Musicians of all levels of experience and instrument specialties are welcome. The only positions that require auditions are in the rhythm section (guitar, bass, keyboard, vocals and drum set). This inclusive approach is really what sets the Green Machine apart from other school bands, Freer says.
“Doc has always had an open, inclusive outlook,” Freer says. “It makes my job harder as an arranger, but I love the fact that no one gets left out if they have a great attitude and are willing to work a little and play a lot.”
That inclusiveness has brought bassoon players, string players and vocalists, which are rarely seen in athletic bands, to the Green Machine. This welcoming attitude is a great benefit for the group, as evidenced in their newest piece.
The Green Machine, along with the Mean Green and Mason Declaration, performed their own version of LMFAO’s “Party Rock Anthem” at the 2011 Mason Madness event in October that celebrated the beginning of basketball season.
Masonette dance coach Michelle Chin choreographed the first ever combined performance with the Green Machine, Mason cheerleaders, Masonettes dancers, several basketball players and the student break-dancing group Urbanknowlogy. Each group had their own moment in the spotlight, but what made the performance so special was the way in which every organization blended together seamlessly to dazzle the crowd.
The Green Machine has been a fixture at home football and soccer games, where they pump up the crowd with their repertoire of classic standards and converted hits. Their current playlist includes Kanye West’s “Power,” a new mash-up of Lauryn Hill’s “Doo Wop (That Thing”) and Jay-Z and Alicia Keys’ “Empire State of Mind.”
However, they do more for Mason than energize its sports crowds. The Green Machine plays at admissions events and open houses to show prospective students a dynamic side of campus life. They also appear frequently with the Mason cheerleaders, the Masonettes and the Mason mascot, the Patriot, at campus events such as Welcome Week to spread their Mason spirit to the rest of the student body.

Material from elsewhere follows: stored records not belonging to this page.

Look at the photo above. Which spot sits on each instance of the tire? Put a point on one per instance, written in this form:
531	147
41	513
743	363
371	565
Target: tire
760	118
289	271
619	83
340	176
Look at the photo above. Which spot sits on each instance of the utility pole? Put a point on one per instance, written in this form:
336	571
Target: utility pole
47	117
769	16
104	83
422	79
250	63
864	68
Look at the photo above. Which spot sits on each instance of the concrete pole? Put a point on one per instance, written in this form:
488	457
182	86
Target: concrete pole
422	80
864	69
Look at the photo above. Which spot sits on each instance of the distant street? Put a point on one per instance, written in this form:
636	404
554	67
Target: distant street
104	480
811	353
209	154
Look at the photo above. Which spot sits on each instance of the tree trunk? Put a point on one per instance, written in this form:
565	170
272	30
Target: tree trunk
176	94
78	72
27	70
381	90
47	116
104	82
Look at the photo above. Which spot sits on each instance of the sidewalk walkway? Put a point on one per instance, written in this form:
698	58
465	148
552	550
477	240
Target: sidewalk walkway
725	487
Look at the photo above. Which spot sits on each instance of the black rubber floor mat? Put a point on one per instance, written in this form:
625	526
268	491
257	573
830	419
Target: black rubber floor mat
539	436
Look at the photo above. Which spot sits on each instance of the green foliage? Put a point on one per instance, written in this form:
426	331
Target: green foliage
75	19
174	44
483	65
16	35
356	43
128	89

And while the “Rage” video broadened the Green Machine’s audience, the band has always had some notable fans in its corner. Chief among these are long-time Washington Post sports blogger Dan Steinberg and actor Bill Murray, who was on hand at the ESPN Charleston Classic in November 2010 where the Green Machine appeared with Mason’s men’s basketball team. After listening to the band throughout the first half of a game, Murray strolled over to offer his admiration. He even took a turn at conducting with Doc Nix’s emerald-topped cane.
The Green Machine is a tight-knit group that is committed to the school and the community. Alumni presence is large, with former members often dropping in at games to perform. Band members take care of every aspect of traveling and performing, from maintaining instruments to washing uniforms and coordinating meetings.
“It’s a family,” says Freer.
Nickens, the charismatic director, set the tone for the band when he joined Mason in 2006, bringing a unique style and boundless enthusiasm. Although he is currently on study leave, he is still directly involved in Green Machine activities, and he was on hand for the October Mason Madness performance. While on leave he is writing music, touring and performing on the tuba — and dreaming up new and exciting opportunities for Mason’s athletic ensembles.
The Mason men’s basketball season kicks off on Friday, Nov. 11. The Green Machine will perform at all home basketball games and will perform in support of the women’s volleyball team on Saturday, Nov. 12.
What songs will be performed this season? Freer is tight-lipped.
“We’ve been working on some new stuff. You’ll just have to come out to games to see what we have in store.”